2015 Incentive Compensation Grants Exclusion of Pension and OPEB Accounting Change

EX-10.U 9 f12312015exhibit10-u.htm EXHIBIT 10.U Exhibit


Exhibit 10-U




2015 Incentive Compensation Grants
Exclusion of Pension and OPEB Accounting Change
On January 7, 2016, the Company announced a change to its method for reporting certain components of its defined benefit pension and other postretirement employee benefit (“OPEB”) plans. Under the new method, which was adopted on December 31, 2015, the Company will immediately recognize pension and OPEB remeasurement gains and losses in income in the year incurred (generally in the fourth quarter) rather than amortizing them over many years. Historically, the Company recognized remeasurement gains and losses as a component of Accumulated Other Comprehensive Income/(Loss) and amortized them as a component of net periodic benefit cost, subject to a corridor, over the remaining service period of active employees. In addition, the Company previously used a market-related value of plan assets that recognized changes in fair value over time to calculate the expected return on plan assets.
The change directly impacts the calculation of Automotive Operating Margin, which is a metric in both the Company’s Annual Incentive Compensation Plan for the 2015 performance period and the 2015 Performance-Based Restricted Stock Unit grants. This impact increased 2015 performance-to-target for the Automotive Operating Margin metric for both the Annual Incentive Compensation Plan and the Performance-Based Restricted Stock Unit grants and, thus, would increase overall payouts under both incentive grants.
On the recommendation of management, the Compensation Committee decided on February 10, 2016, that the impact of the change for pension and OPEB reporting should be excluded from the calculation of the Automotive Operating Margin metric for Company Vice Presidents and above for the 2015 performance period for the Annual Incentive Compensation Plan and the 2015 Performance-Based Restricted Stock Unit grants.
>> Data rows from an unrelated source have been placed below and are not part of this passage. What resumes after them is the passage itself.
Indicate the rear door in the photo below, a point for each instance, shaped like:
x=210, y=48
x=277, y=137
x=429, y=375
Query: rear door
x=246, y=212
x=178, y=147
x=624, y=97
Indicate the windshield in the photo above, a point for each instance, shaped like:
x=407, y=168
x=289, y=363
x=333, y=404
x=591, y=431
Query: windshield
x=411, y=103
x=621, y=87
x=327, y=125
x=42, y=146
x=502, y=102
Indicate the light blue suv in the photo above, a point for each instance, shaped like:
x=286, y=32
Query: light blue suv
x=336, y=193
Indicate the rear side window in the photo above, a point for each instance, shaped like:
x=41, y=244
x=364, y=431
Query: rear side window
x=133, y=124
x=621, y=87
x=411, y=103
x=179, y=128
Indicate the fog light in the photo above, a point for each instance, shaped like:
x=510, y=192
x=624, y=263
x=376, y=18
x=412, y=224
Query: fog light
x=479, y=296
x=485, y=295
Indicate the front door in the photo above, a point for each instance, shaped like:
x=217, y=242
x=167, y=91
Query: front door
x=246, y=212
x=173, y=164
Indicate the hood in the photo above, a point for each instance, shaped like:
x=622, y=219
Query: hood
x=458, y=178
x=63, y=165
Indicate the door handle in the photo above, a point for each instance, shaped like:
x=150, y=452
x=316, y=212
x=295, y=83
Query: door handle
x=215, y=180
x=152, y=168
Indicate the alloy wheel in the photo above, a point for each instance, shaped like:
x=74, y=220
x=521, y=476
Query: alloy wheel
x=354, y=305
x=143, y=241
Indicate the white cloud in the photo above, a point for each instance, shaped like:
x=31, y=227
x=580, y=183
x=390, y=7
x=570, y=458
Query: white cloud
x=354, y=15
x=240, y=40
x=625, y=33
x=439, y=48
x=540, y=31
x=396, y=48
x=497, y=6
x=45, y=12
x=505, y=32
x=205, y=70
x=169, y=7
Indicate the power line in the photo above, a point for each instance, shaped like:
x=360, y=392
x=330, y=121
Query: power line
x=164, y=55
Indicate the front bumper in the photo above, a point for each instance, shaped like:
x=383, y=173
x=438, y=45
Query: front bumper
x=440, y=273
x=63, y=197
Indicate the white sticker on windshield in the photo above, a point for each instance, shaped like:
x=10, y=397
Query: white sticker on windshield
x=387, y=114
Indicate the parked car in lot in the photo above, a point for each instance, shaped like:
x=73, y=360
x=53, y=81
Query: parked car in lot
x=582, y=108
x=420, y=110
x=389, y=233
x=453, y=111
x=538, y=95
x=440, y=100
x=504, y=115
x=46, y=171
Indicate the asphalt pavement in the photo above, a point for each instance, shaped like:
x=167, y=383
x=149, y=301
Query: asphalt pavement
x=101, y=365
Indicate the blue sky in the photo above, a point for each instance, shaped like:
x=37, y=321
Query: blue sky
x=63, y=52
Consequently, such officers will not benefit from the Company’s decision to change its method for reporting pension and OPEB. Because the effect of the change was not reflected in the Automotive Operating Margin target for the 2015 incentive plan grants, management and the Compensation Committee agreed that such officers should not benefit from a decision whose effect increased incentive plan payouts.